Topic Modeling on PyCaret

I remember a brief conversation with my boss’ boss a while back. He said that he wouldn’t be impressed if somebody in the company built a face recognition tool from scratch because, and I quote, “Guess what? There’s an API for that.” He then goes on about the futility of doing something that’s already been done instead of just using it.

This gave me an insight into how an executive thinks. Not that they don’t care about the coolness factor of a project, but at the end of that day, they’re most concerned about how a project will add value to the business and even more importantly, how quickly it can be done.

In the real world, the time it takes to build prototype matters. And the quicker we get from data to insights, the better off we will be. These help us stay agile.

And this brings me to PyCaret.

PyCaret is an open source, low-code machine learning library in Python that allows you to go from preparing your data to deploying your model within seconds in your choice of notebook environment.[1]

Pycaret is basically a wrapper for some of the most popular machine learning libraries and frameworks scikit-learn and spaCy. Here are the things that PyCaret can do:

  • Classification
  • Regression
  • Clustering
  • Anomaly Detection
  • Natural Language Processing
  • Associate Rule Mining

If you’re interested in reading about the difference between traditional NLP approach vs. PyCaret’s NLP module, check out Prateek Baghel’s article.

Natural Language Processing

In just a few lines of code, PyCaret makes natural language processing so easy that it’s almost criminal. Like most of its other modules, PyCaret’s NLP module streamlined pipeline cuts the time from data to insights in more than half the time.

For example, with only one line, it performs text processing automatically, with the ability to customize stop words. Add another line or two, and you got yourself a language model. With yet another line, it gives you a properly formatted plotly graph. And finally, adding another line gives you the option to evaluate the model. You can even tune the model with, guess what, one line of code!
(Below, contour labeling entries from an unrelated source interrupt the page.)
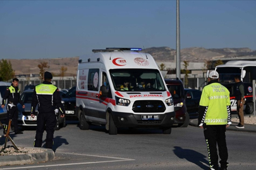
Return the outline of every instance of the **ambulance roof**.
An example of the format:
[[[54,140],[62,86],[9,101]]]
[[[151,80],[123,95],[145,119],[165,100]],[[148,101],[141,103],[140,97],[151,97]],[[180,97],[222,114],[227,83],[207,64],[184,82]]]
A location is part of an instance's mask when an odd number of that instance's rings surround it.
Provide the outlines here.
[[[216,67],[244,67],[248,66],[256,66],[256,61],[231,60],[224,64],[219,65]]]
[[[106,48],[92,50],[91,55],[81,56],[79,63],[103,63],[111,69],[157,69],[153,57],[139,48]]]

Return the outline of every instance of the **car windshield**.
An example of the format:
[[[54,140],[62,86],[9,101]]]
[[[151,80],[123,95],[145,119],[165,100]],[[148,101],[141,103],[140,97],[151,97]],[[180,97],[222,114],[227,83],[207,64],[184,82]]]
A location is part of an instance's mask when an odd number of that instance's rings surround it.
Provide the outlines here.
[[[110,75],[116,91],[164,91],[161,73],[157,69],[111,69]]]
[[[66,94],[65,98],[75,98],[76,96],[76,87],[73,87]]]
[[[167,85],[169,91],[171,94],[171,96],[174,99],[183,98],[183,88],[181,85]]]
[[[33,91],[25,92],[21,95],[21,99],[24,103],[32,103]]]

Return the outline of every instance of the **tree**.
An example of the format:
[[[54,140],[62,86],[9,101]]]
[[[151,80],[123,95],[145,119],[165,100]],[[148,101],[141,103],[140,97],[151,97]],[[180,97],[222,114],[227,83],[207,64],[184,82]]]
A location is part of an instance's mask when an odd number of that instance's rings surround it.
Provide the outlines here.
[[[62,77],[62,79],[63,79],[64,76],[65,76],[65,72],[68,70],[68,68],[66,67],[65,66],[61,66],[61,77]]]
[[[3,81],[7,81],[13,79],[15,75],[15,72],[13,70],[11,62],[2,59],[0,61],[0,79]]]
[[[189,61],[187,60],[184,60],[183,61],[183,66],[184,66],[184,69],[181,70],[181,73],[185,74],[185,83],[184,84],[185,85],[186,88],[188,88],[188,74],[190,73],[190,71],[188,69],[188,66],[189,65]]]
[[[40,62],[40,64],[39,64],[37,65],[37,67],[40,69],[40,72],[39,72],[39,75],[40,75],[40,79],[41,80],[44,79],[44,74],[46,72],[46,70],[44,69],[44,68],[50,68],[50,66],[48,65],[48,62]]]
[[[210,61],[210,60],[205,60],[204,61],[204,67],[205,67],[205,69],[206,71],[211,69],[212,69],[212,61]]]
[[[214,63],[214,67],[216,67],[217,65],[223,64],[223,62],[221,60],[217,60],[215,63]]]
[[[164,71],[165,68],[166,68],[166,65],[164,65],[164,64],[162,63],[161,64],[160,64],[160,70],[161,71]]]

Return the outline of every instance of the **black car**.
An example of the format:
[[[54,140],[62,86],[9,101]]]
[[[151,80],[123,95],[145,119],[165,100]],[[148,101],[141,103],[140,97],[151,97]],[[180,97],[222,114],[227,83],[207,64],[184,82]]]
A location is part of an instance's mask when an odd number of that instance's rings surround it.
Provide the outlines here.
[[[66,111],[66,116],[68,120],[76,120],[75,112],[76,110],[76,86],[71,88],[63,96],[61,102]]]
[[[190,118],[198,117],[198,107],[202,91],[198,89],[185,89],[186,111]]]
[[[179,79],[165,79],[164,81],[171,94],[174,103],[175,120],[174,125],[178,124],[178,127],[187,127],[190,122],[190,116],[185,105],[183,84]]]
[[[24,91],[20,96],[21,99],[24,103],[25,108],[21,105],[18,104],[18,125],[20,127],[35,127],[37,126],[37,106],[35,108],[35,115],[34,118],[31,117],[31,103],[32,102],[32,95],[34,89]],[[59,130],[61,127],[66,126],[66,118],[61,118],[60,111],[56,114],[57,123],[54,130]]]

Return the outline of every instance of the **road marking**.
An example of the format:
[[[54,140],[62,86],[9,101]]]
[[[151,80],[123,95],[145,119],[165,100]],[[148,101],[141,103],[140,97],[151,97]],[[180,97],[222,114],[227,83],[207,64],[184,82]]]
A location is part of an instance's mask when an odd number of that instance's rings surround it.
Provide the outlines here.
[[[73,166],[73,165],[90,164],[99,164],[99,163],[114,162],[121,162],[121,161],[135,161],[135,159],[126,159],[126,158],[123,158],[123,157],[101,156],[87,155],[87,154],[73,154],[73,153],[65,153],[65,152],[58,152],[58,154],[85,156],[91,156],[91,157],[98,157],[115,159],[119,159],[119,160],[95,161],[95,162],[78,162],[78,163],[70,163],[70,164],[54,164],[54,165],[25,166],[25,167],[17,167],[17,169],[27,169],[27,168],[38,168],[38,167],[54,167],[54,166]],[[3,168],[3,169],[14,169],[14,168],[13,167],[8,167],[8,168]]]

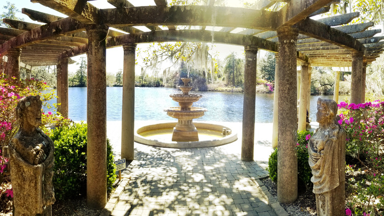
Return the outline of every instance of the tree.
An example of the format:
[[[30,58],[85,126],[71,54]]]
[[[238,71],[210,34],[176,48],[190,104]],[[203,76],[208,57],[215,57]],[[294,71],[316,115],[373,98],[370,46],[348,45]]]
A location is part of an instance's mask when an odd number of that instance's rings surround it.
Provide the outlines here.
[[[77,63],[79,65],[79,63]],[[87,86],[87,60],[85,58],[80,58],[80,68],[76,72],[76,77],[78,82],[78,87],[86,87]]]
[[[16,20],[24,20],[24,19],[20,19],[16,17],[16,13],[20,12],[20,11],[16,8],[16,6],[15,6],[15,4],[11,3],[9,1],[7,1],[6,5],[4,5],[3,8],[5,9],[5,11],[3,12],[1,15],[0,15],[0,26],[11,28],[9,25],[3,22],[2,19],[4,18]]]
[[[268,52],[259,63],[261,78],[270,82],[275,81],[275,67],[276,60],[275,55]]]
[[[116,82],[117,86],[123,85],[123,70],[122,69],[119,69],[116,73]]]
[[[244,82],[244,61],[236,58],[235,53],[232,52],[225,57],[225,61],[224,75],[227,84],[233,86],[242,85]]]
[[[384,1],[382,0],[341,0],[340,3],[332,5],[331,13],[333,14],[347,13],[348,8],[350,12],[360,12],[360,16],[353,19],[352,24],[374,22],[375,25],[379,25],[384,21]]]

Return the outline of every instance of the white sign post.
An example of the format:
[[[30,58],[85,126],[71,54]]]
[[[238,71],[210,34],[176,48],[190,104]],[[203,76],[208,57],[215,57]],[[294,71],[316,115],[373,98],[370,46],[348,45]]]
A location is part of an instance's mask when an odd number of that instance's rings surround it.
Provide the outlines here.
[[[126,159],[123,158],[120,160],[118,160],[116,161],[114,161],[113,163],[115,164],[115,166],[116,167],[116,171],[119,171],[119,180],[121,180],[121,170],[124,170],[127,167],[126,164]]]

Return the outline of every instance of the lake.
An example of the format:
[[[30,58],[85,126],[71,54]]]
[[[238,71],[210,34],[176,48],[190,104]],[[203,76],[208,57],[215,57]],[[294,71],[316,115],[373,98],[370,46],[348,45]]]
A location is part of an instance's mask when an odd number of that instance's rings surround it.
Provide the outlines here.
[[[123,88],[107,87],[107,120],[121,120]],[[163,110],[167,108],[178,107],[169,95],[180,93],[176,89],[161,87],[135,88],[135,120],[166,120],[175,119],[168,116]],[[243,120],[243,93],[217,92],[192,92],[200,94],[202,98],[193,103],[193,107],[206,108],[208,111],[196,120],[240,122]],[[74,121],[87,120],[87,88],[69,88],[69,118]],[[316,121],[317,101],[333,99],[332,95],[311,96],[310,117]],[[349,96],[341,95],[339,101]],[[54,101],[50,103],[56,103]],[[273,115],[273,94],[256,94],[256,122],[270,123]]]

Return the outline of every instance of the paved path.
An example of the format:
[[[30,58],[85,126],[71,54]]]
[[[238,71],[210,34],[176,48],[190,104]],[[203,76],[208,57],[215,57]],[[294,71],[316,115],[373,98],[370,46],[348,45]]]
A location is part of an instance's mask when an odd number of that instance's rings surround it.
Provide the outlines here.
[[[241,128],[240,123],[230,124]],[[118,147],[121,125],[107,124],[108,137]],[[272,124],[256,128],[253,162],[240,159],[241,132],[235,142],[213,147],[174,149],[135,143],[135,160],[123,172],[102,215],[287,215],[259,180],[268,176]]]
Instead of just telling you all about the wonderful features of PyCaret, maybe it’s be better if we do a little show and tell instead.

The Pipeline

For this post, we’ll create an NLP pipeline that involves the following 6 glorious steps:

  1. Getting the Data
  2. Setting up the Environment
  3. Creating the Model
  4. Assigning the Model
  5. Plotting the Model
  6. Evaluating the Model

We will be going through an end-to-end demonstration of this pipeline with a brief explanation of the functions involved and their parameters.

Let’s get started.


Let us begin by installing PyCaret. If this is your first time installing it, just type the following into your terminal:

pip install pycaret

However, if you have a previously installed version of PyCaret, you can upgrade using the following command:

pip install —-upgrade pycaret

Beware: PyCaret is a big library so it’s going to take a few minutes to download and install.
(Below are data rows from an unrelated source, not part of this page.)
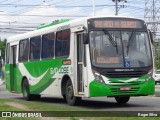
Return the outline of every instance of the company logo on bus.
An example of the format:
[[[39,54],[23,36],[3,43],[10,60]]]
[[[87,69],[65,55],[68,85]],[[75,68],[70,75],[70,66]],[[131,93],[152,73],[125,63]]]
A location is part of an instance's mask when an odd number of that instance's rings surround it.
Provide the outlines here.
[[[120,72],[120,71],[134,71],[134,69],[115,69],[115,71]]]

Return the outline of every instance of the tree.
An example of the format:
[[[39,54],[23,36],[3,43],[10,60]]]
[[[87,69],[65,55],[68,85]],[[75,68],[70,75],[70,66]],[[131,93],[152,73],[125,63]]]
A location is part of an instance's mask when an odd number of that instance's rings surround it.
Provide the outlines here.
[[[6,49],[6,39],[0,39],[0,50],[1,50],[1,57],[4,60],[5,58],[5,49]]]

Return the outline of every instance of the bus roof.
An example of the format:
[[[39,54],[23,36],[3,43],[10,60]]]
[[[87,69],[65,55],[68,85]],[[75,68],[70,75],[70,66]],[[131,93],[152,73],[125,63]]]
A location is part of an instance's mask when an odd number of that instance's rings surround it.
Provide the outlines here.
[[[66,21],[66,22],[62,22],[60,24],[56,24],[56,25],[53,25],[53,26],[44,27],[44,28],[41,28],[41,29],[35,29],[33,31],[23,33],[23,34],[19,34],[19,35],[16,35],[16,36],[11,36],[7,39],[7,42],[15,42],[15,41],[23,40],[23,39],[30,38],[30,37],[33,37],[33,36],[39,36],[39,35],[51,33],[51,32],[56,31],[56,29],[58,27],[65,26],[65,25],[70,25],[70,28],[75,27],[75,26],[81,26],[81,25],[85,26],[85,25],[87,25],[86,21],[88,19],[93,19],[93,18],[130,18],[130,19],[137,19],[137,18],[133,18],[133,17],[124,17],[124,16],[83,17],[83,18],[79,18],[79,19],[74,19],[74,20],[69,20],[69,21]],[[137,19],[137,20],[142,20],[142,19]]]

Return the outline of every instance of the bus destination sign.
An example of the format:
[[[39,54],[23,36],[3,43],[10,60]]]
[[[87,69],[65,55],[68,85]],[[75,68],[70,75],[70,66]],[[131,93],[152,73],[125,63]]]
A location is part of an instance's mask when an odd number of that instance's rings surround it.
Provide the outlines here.
[[[95,19],[91,20],[94,28],[143,28],[144,23],[132,19]]]

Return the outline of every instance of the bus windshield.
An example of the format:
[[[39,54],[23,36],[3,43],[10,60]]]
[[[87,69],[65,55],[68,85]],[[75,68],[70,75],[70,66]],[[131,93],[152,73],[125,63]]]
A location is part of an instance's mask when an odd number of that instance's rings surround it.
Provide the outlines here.
[[[147,32],[135,30],[90,31],[92,64],[102,68],[148,67],[152,65]]]

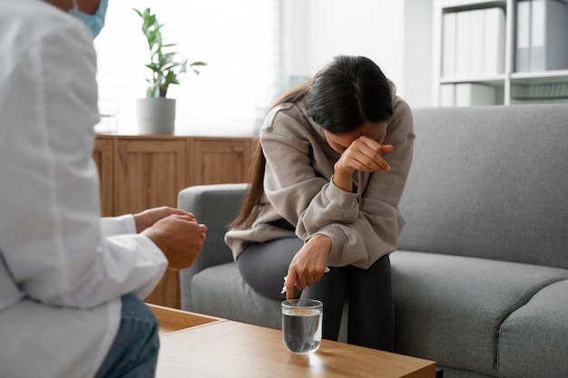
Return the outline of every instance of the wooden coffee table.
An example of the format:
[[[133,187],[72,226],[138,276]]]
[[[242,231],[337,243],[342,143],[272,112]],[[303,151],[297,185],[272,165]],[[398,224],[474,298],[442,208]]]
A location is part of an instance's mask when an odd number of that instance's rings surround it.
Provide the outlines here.
[[[150,305],[161,325],[157,378],[434,378],[436,363],[322,340],[293,354],[281,331]]]

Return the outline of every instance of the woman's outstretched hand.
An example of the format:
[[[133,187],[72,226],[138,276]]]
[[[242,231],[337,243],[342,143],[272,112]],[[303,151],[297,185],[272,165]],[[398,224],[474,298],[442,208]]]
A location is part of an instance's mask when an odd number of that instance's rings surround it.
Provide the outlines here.
[[[294,298],[294,286],[304,290],[323,276],[331,251],[331,239],[323,235],[314,235],[298,251],[288,268],[284,287],[286,299]]]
We’ll also need to download the English language model because it is not included in the PyCaret installation.

python -m spacy download en_core_web_sm
python -m textblob.download_corpora

Next, let’s fire up a Jupyter notebook and import PyCaret’s NLP module:

#import nlp module
from pycaret.nlp import *

Importing the pycaret.nlp automatically sets up your environment to perform NLP tasks only.

Getting the Data

Before setup, we need to decide first how we’re going to ingest data. There are two methods of getting the data into the pipeline. One is by using a Pandas dataframe and another is by using a simple list of textual data.

Passing a DataFrame

#import pandas if we're gonna use a dataframe
import pandas as pd

# load the data into a dataframe
df = pd.read_csv('hilaryclinton.csv')

Above, we’re simply loading the data into a dataframe.

Passing a List

# read a file containing a list of text data and assign it to 'lines'
with open('list.txt') as f:
    lines =

Above, we’re opening the file 'list.txt' and reading it. We assign the resulting list into the lines.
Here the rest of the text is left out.